Simulating interval Beta data
Frédéric Bertrand
Cedric, Cnam, Parisfrederic.bertrand@lecnam.net
2025-11-04
Source:vignettes/simulate-interval-beta.Rmd
simulate-interval-beta.RmdOverview
The simulation_DATA.beta() helper produces
beta-regression design matrices paired with either fully observed
responses or interval-censored outcomes. This vignette illustrates a
typical workflow for drawing a single data set with structured
correlation and custom missingness behaviour that mimics practical
survey settings.
We simulate 300 observations with 10 candidate predictors. Four
predictors are truly associated with the response through coefficients
specified in beta_size. Correlation among predictors
follows an AR(1) structure governed by rho, which
conveniently induces near-multicollinearity while remaining
positive-definite.
sim <- simulation_DATA.beta(
n = 300, p = 10, s = 4, beta_size = c(1.0, -0.8, 0.6, -0.5),
corr = "ar1", rho = 0.25,
mechanism = "mixed", mix_prob = 0.5,
delta = function(mu, X) 0.03 + 0.02 * abs(mu - 0.5),
alpha = function(mu, X) 0.1 + 0.05 * (mu < 0.3),
na_rate = 0.1, na_side = "random"
)Interval-generation parameters
The delta and alpha callbacks control how
often the simulated outcome is converted to an interval and how wide
that interval is:
-
delta(mu, X)encodes the expected half-width of the interval around the latent mean responsemu. Here we allow wider intervals when the mean is far from 0.5, highlighting heteroskedastic behaviour. -
alpha(mu, X)represents an observation-specific inflation probability. When the latent mean is below 0.3, the function returns larger values, creating more lower-bound censoring for smallmu.

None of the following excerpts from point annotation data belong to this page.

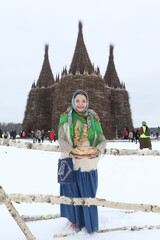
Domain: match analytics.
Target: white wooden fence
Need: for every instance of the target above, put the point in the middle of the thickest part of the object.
(7, 199)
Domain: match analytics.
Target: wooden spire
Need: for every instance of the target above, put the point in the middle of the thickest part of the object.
(46, 77)
(111, 77)
(81, 62)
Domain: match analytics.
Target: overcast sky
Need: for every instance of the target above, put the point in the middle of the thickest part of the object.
(133, 27)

With mechanism = "mixed" and
mix_prob = 0.5, half of the affected observations receive
two-sided intervals, whereas the remainder experience one-sided
censoring driven by na_side = "random".
Inspecting the simulated outcomes
The output contains the design matrix X, the fully
observed latent response Y, and the interval bounds
Y_low/Y_high. The following summaries check
the distribution of the latent response and the frequency of
interval-censoring.
summary(sim$Y)
#> Min. 1st Qu. Median Mean 3rd Qu. Max.
#> 0.0000517 0.2753408 0.5128178 0.4911643 0.6876537 0.9995677
mean(is.na(sim$Y_low) | is.na(sim$Y_high))
#> [1] 0.1To better understand the resulting intervals we can look at a small
excerpt of the censored rows. Observations with NA on one
side correspond to one-sided censoring events.

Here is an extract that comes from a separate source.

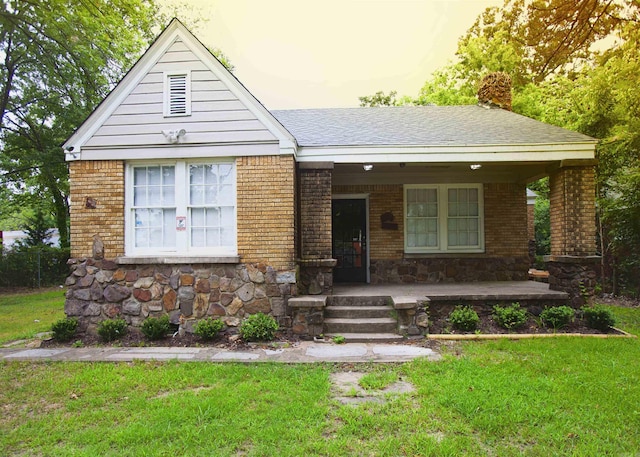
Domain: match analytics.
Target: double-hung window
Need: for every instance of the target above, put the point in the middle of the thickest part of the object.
(181, 208)
(443, 218)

Visualising interval widths
The difference between Y_high and Y_low
conveys how much uncertainty each interval carries. When an observation
is fully observed the bounds coincide with Y, leading to a
zero width. The histogram below demonstrates that, even with a modest
base width of 0.03, the adaptive component in delta()
creates a long right tail as the mean moves away from the centre of the
unit interval.
interval_width <- sim$Y_high - sim$Y_low
hist(interval_width, breaks = 30, col = "#0A6AA6", border = "white",
main = "Distribution of simulated interval widths",
xlab = "Y_high - Y_low")
These simulated objects can be passed directly to the modelling
routines in SelectBoost.beta. The following sections
outline how to turn the generated intervals into pseudo-observations for
classical selectors, how to obtain stable frequencies with the
interval-aware fastboost routine, and how to visualise the results side
by side.
Point-response selectors on pseudo-observations
When only interval bounds are observed, a quick way to obtain a point response is to impute either the midpoint or the available bound in case of one-sided censoring. The helper below keeps the midpoint when both bounds are present and falls back to the observed edge otherwise.
pseudo_y <- ifelse(
is.na(sim$Y_low) | is.na(sim$Y_high),
ifelse(is.na(sim$Y_low), sim$Y_high, sim$Y_low),
0.5 * (sim$Y_low + sim$Y_high)
)With this pseudo-response in hand, we can deploy the full suite of
selectors shipped with the package. The
compare_selectors_single() wrapper runs the stepwise
AIC/BIC/AICc procedures, the GAMLSS-based LASSO and the
IRLS/glmnet approach in one call. Setting
include_enet = FALSE ensures the example remains
lightweight even when the optional gamlss.lasso extension
is not installed.
single <- compare_selectors_single(sim$X, pseudo_y, include_enet = FALSE)
head(single$table)
#> selector variable coef selected
#> x1 AIC x1 0.9204344 TRUE
#> x2 AIC x2 -0.7552439 TRUE
#> x3 AIC x3 0.5566513 TRUE
#> x4 AIC x4 -0.4996924 TRUE
#> x5 AIC x5 0.0000000 FALSE
#> x6 AIC x6 0.0000000 FALSEThe helper returns a list with two elements.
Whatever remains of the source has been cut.